Akamai Identifies Coyote Malware Variant Capable of Compromising Microsoft UIA Framework
Akamai researchers today disclosed they have discovered a variant of Coyote malware that extracts specific banking and cryptocurrency exchanges by compromising the UI Automation (UIA) framework developed by Microsoft.
The new Coyote variant is specifically targeting users in Brazil to extract credentials linked to 75 web addresses belonging to banks and cryptocurrency exchanges. Initially discovered last year, Coyote is a Trojan malware that employs various malicious techniques, such as keylogging and phishing overlays, to steal banking information using the Squirrel installer, a tool widely used to install and update Windows applications.
Tomer Peled, security and vulnerability researcher for Akamai, said that while Coyote malware has been previously seen, this variant is the first time it has been linked to the UIA framework.
Previously. Akamai had shown how the UIA framework could be compromised, but now cybercriminals are putting that theory into practice, he noted.
During its infection process, Coyote sends the command and control server detailed information about each victim. This includes the computer name, user name and various other system attributes, including the financial services used by the victim.
Like many other forms of malware, Coyote invokes the GetForegroundWindow() Windows API to obtain a handle to the currently active window. Once it retrieves the window handle, the malware will compare the window title to a list of hardcoded web addresses belonging to targeted banks and crypto exchanges. If no match is found, Coyote will then use UIA to parse through the UI child elements of the window in an attempt to identify browser tabs or address bars.

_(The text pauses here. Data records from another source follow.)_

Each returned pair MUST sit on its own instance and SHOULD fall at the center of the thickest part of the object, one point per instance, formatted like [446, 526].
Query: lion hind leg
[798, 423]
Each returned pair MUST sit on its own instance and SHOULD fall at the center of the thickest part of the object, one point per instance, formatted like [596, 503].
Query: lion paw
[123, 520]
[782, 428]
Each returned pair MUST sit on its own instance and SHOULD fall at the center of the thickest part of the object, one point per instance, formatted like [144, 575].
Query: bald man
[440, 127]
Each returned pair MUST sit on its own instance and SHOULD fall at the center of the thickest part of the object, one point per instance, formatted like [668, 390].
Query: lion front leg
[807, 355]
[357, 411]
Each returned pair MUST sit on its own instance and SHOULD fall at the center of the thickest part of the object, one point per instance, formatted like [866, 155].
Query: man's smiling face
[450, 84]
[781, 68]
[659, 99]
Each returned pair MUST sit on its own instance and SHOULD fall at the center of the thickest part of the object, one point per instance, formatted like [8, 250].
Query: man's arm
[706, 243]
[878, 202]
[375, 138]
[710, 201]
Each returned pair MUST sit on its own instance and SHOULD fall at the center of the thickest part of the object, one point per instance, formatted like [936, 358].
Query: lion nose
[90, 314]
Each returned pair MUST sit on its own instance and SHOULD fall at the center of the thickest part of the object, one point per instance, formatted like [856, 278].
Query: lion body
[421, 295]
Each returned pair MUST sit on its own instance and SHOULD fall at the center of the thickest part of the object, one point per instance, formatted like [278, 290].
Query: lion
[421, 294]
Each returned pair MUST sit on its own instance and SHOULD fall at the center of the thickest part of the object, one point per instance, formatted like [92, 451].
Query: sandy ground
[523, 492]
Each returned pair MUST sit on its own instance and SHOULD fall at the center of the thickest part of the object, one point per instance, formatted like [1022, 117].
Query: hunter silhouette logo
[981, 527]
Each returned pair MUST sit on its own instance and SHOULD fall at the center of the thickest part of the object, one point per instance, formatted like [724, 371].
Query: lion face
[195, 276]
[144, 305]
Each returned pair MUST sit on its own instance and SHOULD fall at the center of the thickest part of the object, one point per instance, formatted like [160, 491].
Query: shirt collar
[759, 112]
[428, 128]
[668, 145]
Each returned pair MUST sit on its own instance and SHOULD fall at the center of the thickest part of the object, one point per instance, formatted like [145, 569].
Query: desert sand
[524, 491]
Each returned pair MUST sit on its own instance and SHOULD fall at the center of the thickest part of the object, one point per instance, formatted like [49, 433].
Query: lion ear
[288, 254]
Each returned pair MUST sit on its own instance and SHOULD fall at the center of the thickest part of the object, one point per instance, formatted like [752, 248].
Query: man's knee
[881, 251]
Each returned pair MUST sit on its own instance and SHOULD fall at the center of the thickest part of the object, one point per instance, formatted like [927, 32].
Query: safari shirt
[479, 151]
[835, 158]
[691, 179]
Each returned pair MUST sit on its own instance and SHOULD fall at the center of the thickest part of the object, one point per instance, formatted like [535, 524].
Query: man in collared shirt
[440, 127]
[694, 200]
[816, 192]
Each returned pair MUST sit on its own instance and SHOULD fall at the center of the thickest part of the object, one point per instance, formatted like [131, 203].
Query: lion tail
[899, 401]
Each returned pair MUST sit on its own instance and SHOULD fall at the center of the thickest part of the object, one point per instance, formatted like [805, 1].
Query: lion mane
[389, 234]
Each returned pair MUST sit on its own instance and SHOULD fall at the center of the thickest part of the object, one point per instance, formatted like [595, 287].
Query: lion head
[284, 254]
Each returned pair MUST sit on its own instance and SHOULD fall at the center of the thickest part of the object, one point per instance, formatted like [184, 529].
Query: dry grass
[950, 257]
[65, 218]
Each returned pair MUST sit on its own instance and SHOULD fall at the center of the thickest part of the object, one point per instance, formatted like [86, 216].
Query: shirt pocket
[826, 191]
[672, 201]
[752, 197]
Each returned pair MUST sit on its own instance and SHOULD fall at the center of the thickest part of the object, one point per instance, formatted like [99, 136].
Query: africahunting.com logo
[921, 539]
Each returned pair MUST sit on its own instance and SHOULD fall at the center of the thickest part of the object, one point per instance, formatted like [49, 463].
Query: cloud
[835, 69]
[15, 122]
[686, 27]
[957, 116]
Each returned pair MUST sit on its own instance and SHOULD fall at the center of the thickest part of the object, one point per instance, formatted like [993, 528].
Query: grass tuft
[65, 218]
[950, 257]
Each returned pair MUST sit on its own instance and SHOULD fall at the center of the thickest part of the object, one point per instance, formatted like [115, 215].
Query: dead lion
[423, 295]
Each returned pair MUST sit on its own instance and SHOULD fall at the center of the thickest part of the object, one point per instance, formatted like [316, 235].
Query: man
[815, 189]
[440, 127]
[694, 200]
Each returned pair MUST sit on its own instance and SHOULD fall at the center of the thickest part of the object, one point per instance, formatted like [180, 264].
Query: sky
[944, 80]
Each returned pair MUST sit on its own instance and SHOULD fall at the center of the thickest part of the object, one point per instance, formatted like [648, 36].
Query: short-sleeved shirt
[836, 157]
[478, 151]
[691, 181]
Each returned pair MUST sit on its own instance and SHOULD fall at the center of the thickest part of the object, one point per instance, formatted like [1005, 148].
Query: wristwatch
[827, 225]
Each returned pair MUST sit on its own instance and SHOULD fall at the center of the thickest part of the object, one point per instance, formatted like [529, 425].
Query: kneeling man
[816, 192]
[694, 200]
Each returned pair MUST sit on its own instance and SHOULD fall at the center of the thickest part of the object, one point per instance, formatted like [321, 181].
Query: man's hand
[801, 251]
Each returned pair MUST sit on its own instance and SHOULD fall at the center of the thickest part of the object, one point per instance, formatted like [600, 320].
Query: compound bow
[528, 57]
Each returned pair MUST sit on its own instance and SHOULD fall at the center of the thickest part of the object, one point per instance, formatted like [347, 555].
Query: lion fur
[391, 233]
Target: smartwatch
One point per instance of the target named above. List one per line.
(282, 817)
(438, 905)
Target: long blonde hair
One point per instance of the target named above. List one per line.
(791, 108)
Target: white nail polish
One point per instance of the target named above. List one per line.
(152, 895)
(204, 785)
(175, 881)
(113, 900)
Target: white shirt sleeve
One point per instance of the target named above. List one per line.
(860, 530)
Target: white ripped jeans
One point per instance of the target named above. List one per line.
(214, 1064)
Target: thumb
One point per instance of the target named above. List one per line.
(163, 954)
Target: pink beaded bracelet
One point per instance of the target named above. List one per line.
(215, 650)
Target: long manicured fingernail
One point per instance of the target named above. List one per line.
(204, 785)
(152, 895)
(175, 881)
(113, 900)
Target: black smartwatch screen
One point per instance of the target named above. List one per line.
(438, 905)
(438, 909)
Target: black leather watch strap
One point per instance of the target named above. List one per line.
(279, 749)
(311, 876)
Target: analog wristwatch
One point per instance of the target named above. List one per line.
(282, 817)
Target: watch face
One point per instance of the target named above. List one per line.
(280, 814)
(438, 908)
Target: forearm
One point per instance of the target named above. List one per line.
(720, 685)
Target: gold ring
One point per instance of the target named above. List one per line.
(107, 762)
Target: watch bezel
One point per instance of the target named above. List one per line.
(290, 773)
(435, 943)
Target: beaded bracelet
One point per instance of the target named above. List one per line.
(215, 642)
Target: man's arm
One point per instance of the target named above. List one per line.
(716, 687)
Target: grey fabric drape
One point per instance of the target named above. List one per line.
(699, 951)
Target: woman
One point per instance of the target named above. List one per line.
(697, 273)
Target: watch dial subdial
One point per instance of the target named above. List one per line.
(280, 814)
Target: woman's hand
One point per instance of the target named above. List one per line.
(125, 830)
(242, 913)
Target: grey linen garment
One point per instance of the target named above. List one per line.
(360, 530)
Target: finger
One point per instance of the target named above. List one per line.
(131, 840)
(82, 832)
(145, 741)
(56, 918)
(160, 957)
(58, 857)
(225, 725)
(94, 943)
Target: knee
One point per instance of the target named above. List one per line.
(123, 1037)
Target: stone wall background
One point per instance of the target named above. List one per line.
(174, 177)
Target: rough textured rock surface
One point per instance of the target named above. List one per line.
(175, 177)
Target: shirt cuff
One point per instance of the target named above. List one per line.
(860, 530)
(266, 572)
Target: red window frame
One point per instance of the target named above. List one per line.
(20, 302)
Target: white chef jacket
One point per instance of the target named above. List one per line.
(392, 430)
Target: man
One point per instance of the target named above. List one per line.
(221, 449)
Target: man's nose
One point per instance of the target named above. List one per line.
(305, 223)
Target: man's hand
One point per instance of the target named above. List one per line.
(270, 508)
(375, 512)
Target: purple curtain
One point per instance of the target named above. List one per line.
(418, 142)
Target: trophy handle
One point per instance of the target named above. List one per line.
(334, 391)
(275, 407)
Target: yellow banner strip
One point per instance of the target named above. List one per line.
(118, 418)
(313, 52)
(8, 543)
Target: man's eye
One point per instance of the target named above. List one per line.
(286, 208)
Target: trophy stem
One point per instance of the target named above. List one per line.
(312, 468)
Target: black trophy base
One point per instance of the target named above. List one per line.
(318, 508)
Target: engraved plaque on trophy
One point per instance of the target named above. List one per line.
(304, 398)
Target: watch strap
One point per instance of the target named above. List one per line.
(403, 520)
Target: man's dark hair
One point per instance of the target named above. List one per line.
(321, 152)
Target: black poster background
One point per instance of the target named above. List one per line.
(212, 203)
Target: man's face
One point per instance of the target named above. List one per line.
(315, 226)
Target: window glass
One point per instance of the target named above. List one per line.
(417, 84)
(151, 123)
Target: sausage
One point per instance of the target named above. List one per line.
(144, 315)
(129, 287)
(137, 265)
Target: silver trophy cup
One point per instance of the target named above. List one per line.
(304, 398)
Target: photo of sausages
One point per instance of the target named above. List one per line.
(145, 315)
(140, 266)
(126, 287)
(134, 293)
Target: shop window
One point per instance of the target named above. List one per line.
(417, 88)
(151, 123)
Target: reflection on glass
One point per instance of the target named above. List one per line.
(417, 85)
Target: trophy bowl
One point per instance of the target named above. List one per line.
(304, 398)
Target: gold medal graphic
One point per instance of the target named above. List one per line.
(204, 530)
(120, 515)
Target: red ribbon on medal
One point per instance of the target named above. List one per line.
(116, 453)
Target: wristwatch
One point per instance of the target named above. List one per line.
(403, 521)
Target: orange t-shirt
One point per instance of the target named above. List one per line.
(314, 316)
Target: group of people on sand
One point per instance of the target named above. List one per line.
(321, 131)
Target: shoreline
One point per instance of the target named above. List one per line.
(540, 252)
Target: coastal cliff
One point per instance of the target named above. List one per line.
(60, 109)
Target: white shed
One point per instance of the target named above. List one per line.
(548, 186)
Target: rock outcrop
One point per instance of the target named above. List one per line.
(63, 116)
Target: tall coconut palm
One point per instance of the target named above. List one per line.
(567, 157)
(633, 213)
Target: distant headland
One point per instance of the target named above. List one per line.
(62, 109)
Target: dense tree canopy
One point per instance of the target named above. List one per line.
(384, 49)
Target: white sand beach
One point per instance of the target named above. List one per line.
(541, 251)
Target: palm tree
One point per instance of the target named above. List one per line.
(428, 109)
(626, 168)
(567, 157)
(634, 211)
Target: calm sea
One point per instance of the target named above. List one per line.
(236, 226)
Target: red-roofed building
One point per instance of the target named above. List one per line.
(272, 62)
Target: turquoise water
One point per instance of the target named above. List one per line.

The content of these UI elements will then be cross-referenced with the same list of addresses from the first comparison.
The best approach to thwarting these attacks is to configure endpoint detection and response (EDR) tools to recognize these more tailored types of threats, said Peled. The challenge is that many cybersecurity teams don’t update these tools as cybercriminals evolve their tactics and techniques, he added. Cybersecurity is, after all, a game of cat and mouse where adversaries are continuously updating the way they exploit vulnerabilities to evade detection as part of an everlasting cycle, noted Peled.
It’s not clear how pervasively this variant of Coyote is being employed, but cybersecurity teams in the financial services sector especially should assume it will be used to victimize end users outside of Brazil. In fact, it’s not uncommon for cybercriminals to test the effectiveness of a new attack vector in a specific region before unleashing it more broadly. Hopefully, in this case, forewarning will prove to be another opportunity to be forearmed.
In the meantime, cybersecurity teams might want to scan their systems for any variant of Coyote. Malware is often subject to the whims of fashion, which means it may not be too long before every cybercriminal is incorporating Coyote into their playbook. The issue then becomes finding some way to counter with another playbook that either removes that malware or, better still, prevents it from being installed in the first place.